Rosa María Cid López (born, 29 January 1956) is a Spanish academic. Specializing in the study of women and gender, she served as President of the Asociación Española de Investigación de Historia de las Mujeres (Spanish Association Investigating the History of Women).

== Early years ==
Cid López was born in 1956. In 1979, she received a license in Philosophy and Letters (Section of History) in the University of Oviedo. In 1986, she defended her thesis, "The cult to the emperor in Numidia of Diocletian". She earned a PhD in Geography and History at the University of Oviedo.

==Career==
She serves as Professor of Ancient History in the University of Oviedo and has been the chair since 2011. She coordinates the Deméter Group, and the Motherhood, Gender and Family department at the same university.

Cid López's research focuses on motherhood and mothers in Ancient Mediterranean civilizations.
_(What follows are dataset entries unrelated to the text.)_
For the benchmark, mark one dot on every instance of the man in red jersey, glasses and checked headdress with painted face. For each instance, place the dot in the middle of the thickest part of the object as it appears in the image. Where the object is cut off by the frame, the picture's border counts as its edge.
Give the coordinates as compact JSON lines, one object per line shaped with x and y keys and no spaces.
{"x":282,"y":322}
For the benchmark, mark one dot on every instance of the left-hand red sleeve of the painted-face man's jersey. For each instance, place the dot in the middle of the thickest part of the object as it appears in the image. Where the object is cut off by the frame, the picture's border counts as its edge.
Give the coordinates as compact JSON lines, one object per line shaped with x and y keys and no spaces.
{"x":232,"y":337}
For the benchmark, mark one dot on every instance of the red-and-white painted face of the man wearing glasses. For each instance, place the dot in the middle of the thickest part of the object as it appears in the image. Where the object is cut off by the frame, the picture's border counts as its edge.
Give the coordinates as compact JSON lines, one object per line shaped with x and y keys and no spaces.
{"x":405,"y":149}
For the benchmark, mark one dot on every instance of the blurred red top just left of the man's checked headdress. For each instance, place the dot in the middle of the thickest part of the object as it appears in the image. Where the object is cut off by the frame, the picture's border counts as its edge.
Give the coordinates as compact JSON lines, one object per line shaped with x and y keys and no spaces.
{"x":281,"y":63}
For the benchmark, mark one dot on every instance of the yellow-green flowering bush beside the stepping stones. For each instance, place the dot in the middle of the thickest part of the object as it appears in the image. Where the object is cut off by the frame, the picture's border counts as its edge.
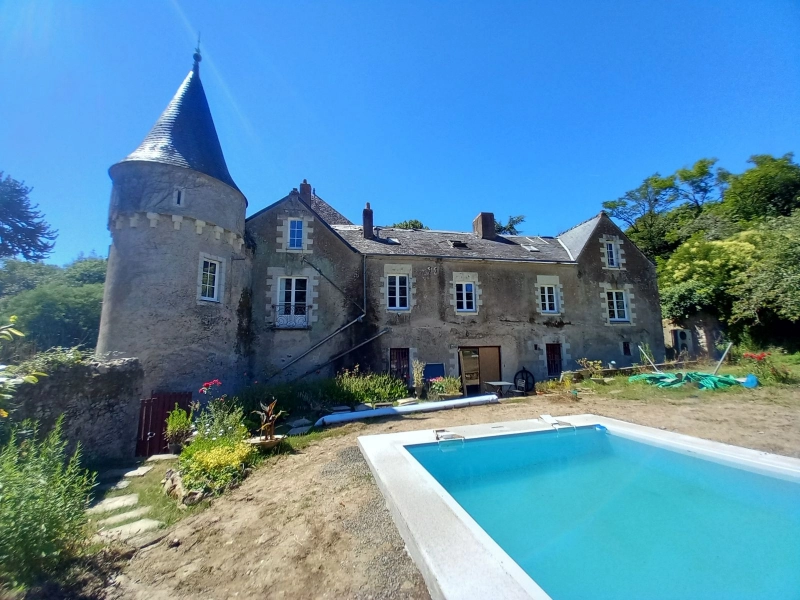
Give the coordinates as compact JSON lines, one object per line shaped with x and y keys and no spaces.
{"x":217,"y":457}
She is also a specialist in the history of the women, and of gender in ancient societies, with attention to the subjects of historiography, power, religion and construction of feminine stereotypes through the biographies of Livia and Cleopatra.
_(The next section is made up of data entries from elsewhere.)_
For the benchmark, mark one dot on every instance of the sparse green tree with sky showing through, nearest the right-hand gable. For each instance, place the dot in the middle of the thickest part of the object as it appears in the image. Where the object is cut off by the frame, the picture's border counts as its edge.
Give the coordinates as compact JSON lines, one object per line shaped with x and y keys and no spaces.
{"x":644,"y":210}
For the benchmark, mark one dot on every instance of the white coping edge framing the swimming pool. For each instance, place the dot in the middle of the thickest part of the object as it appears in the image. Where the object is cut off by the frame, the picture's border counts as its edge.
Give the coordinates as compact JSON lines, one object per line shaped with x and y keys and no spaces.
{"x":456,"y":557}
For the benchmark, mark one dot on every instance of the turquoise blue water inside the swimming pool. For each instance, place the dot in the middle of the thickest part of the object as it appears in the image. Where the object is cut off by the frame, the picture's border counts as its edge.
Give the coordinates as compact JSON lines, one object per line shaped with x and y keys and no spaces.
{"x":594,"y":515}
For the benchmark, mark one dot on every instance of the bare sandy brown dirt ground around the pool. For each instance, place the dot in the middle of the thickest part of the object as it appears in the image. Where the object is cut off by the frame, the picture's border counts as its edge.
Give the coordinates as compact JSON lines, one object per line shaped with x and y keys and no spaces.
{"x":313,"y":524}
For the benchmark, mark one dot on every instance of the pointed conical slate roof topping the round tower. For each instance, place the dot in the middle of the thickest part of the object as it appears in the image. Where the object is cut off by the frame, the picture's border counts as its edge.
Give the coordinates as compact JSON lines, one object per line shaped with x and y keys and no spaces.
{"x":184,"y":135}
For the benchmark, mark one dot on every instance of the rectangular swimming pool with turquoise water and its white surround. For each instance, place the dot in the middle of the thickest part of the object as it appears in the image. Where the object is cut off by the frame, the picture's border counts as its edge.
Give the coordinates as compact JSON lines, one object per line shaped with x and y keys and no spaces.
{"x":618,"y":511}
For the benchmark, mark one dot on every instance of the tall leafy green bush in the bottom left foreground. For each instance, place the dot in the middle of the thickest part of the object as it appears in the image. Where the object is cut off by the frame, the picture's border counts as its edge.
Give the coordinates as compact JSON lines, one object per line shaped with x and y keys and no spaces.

While a professor at the University of Oviedo, she has been interested in the study of the history of Asturias in antiquity, participating in excavations of Gijón in 1983 and Lugo of Llanera in 1983–1989. She coordinated the corresponding publication in the History of Asturias, published by La Nueva España in 1990–91. Cid López was a member of the Committee that designed the Permanent Exhibition of the Archaeological Museum of Asturias (2008–2011), prior to its inauguration.

Cid López has participated in four archaeologic excavations (regional and national) and was co-director of the excavations in Lugo of Llanera (Asturias) in the period of 1987 to 1989. She is the author and editor of multiple publications and scientific documents in diverse magazines and books, including the Spanish translation of the work of Françoise Thébaud "Escribir la historia de las mujeres y del género" ("Writing the history of women and gender"). From 1981, she has been a speaker at numerous congresses, seminars and academic meetings, national and international, in addition to forming part of the organizational committees or scientists.
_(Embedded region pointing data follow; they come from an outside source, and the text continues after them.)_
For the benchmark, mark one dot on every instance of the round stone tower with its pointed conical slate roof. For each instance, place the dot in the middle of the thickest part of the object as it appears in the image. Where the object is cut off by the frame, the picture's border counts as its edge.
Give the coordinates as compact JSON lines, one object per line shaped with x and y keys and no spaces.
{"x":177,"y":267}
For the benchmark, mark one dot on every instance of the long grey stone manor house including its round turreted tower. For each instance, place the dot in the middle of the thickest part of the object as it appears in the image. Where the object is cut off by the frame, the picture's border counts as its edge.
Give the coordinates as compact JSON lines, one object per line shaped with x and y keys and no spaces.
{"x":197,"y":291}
Cid López was President of Spanish Association of Historical Investigation of Women (AEIHM) April 2002 through April 2004. She served as vice-president of the University Association of Studies of Women (AUDEM) April 1999 to May 2001. She is a member of, European Network on Gender Studies on Antiquity (EuGeStA), Arys Associations, Social History, Association; Council Adviser of the magazines Genre et Histoire; and a member of the Scientific Committee of the electronic magazines, The future of the past and Magazine (AUDEM).

== Publications ==
- 2013 - Horas de radio sobre mujeres e Historia, Trabe.
- 2013 - Debita Verba. Estudios en homenaje al profesor Julio Mangas (co-editor with Estela García Fernández).
- 2012 - La maternité à l´epreuve du genre. Metamorphoses et permanences de la méditerranéenne maternité dans l´aire méditerranéenne.(codirectora junto a Y. Knibiehler y Francesca Arena). Presses de l´Ecole des Hautes Etudes de Santé Publique.
- 2010 - Mujeres en la Historia, Ambitu.
- 2010 - Maternidad/es: representaciones y realidad social. Edades Antigua y Medieval, Almudayna, Col. Laya.
- 2009 - Madres y maternidades. Construcciones culturales en la civilización clásica, KRK.
- 2003 - Mitos femeninos de la cultura clásica. Creaciones y recreaciones en la historia y la literatura. KRK (coed. Junto a Marta González González).